My High school band was 10 members: 4 Trumpets, Clarinet, Alto Sax, Flute, Bari Sax, Trombone, and a Drummer. Two of which left in the first few weeks because of moving. Now there are 8. A mixed octet with uniforms.
My Middle School band is about 22. There are pretty well balanced, but oddly enough there is a severe lack of trumpets! WTHeck. 
The district also requires all 5th and 6th graders to try band.

The program has really suffered from lack of direction/guidance, lack of performance, and lack of leadership. As a side effect is the lack of membership. The records I've found indicate that less than 10 years ago the HS Band was 54 members strong and was performing at conventions throughout the region. Now they do homecoming and a parade at the town up the road. 

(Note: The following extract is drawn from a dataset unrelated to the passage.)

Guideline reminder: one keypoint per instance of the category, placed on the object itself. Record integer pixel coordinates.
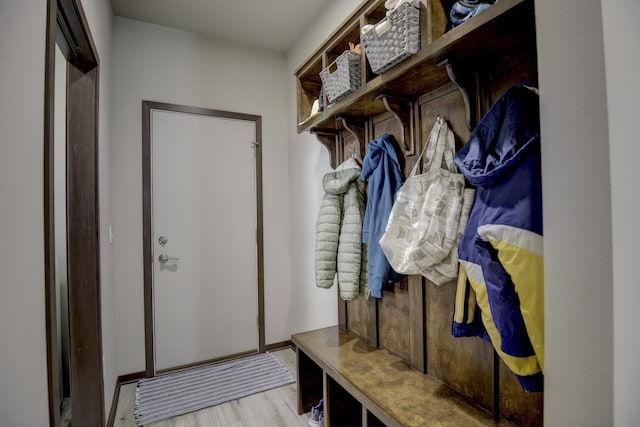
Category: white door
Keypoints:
(205, 275)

I felt like I was putting on a cheerleading outfit underneath by teacher suit. I had to create the type of group students would WANT to join. Because all students start band I knew that all of the students 7-12 had at one time been in band. I need to bring them back in. I don't know what the answer is exactly, but if I use multiple methods something should work.

I've been here about 2 months now.

We have plenty of community support, above average equipment, decent funding, and a good-enough rehearsal space. 

This blog is the tale of my tiny band. Only time will tell where she takes me.